As previously announced by the UC Office of the President, contribution rates to the UC Retirement Plan (UCRP) for both the university and for faculty and staff will go up next month at the start of the 2014-15 fiscal year.

Starting July 1, the university will pay 14 percent of pay, up from 12 percent, for all employees.

Faculty and staff in the 1976 Tier — generally those hired prior to July 1, 2013 — will pay 8 percent of pay, up from 6.5 percent. Employees in the 2013 Tier — those hired or rehired on or after July 1, 2013 — will continue to pay at their current 7 percent rate.

The UC Board of Regents approved the 2014 increase in contributions in July, 2013. This followed the board's adoption in 2010 of a series of measures to ensure the longterm viability of UC’s post-employment benefits.

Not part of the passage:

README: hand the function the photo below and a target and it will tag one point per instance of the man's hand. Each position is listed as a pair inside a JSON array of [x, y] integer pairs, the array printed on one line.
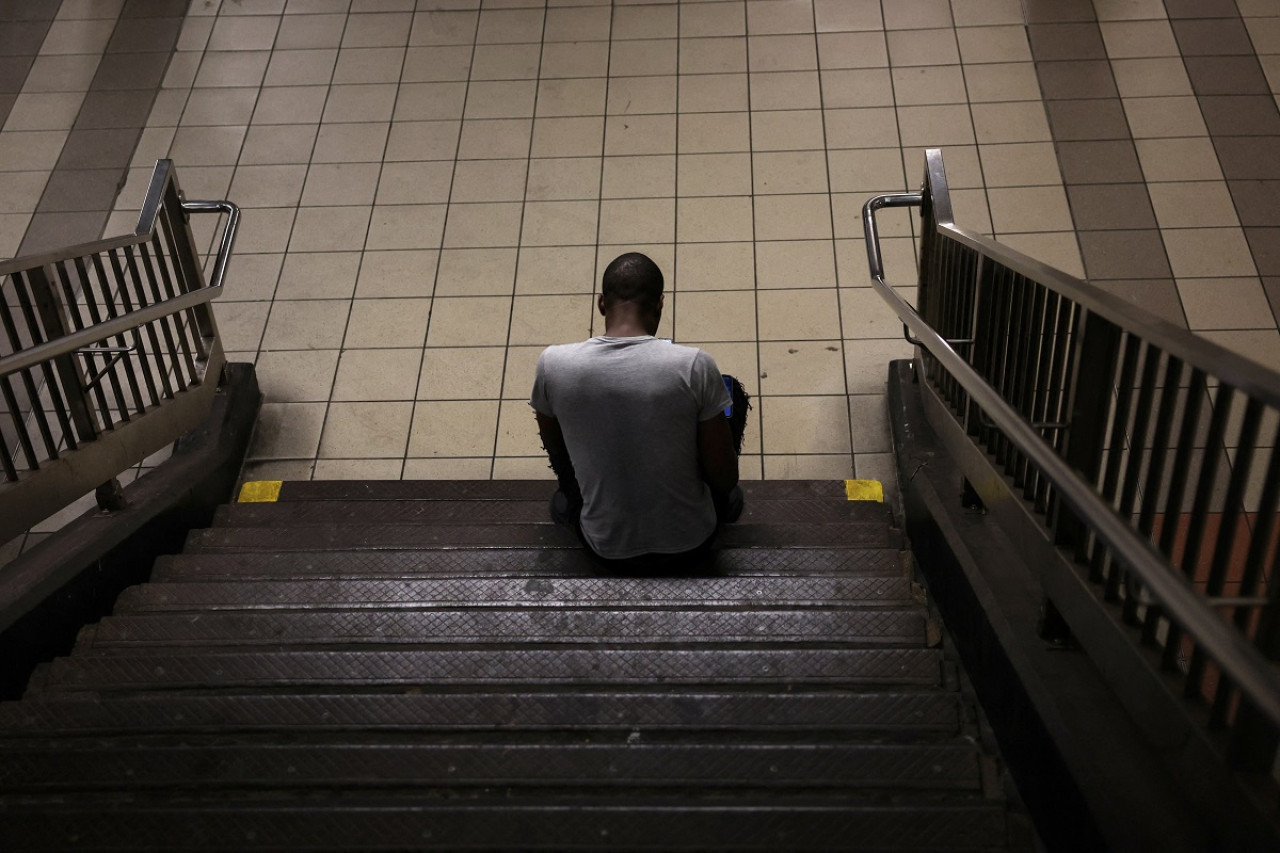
[[716, 454]]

Currently, no additional increases in contributions are being considered.

Employee contributions are deducted on a pre-tax basis. Faculty and staff will see the increased contributions reflected in their regular paychecks for July earnings, paid between July 22 and August 1, 2014, depending on the payroll cycle.

Provisions for union-represented employees are subject to collective bargaining where applicable; members should check their collective bargaining agreement for contribution rates.

Even with these changes, UC’s retirement benefits remain very attractive. In fact, very few public or private employers across the country offer a traditional pension and retiree health benefits.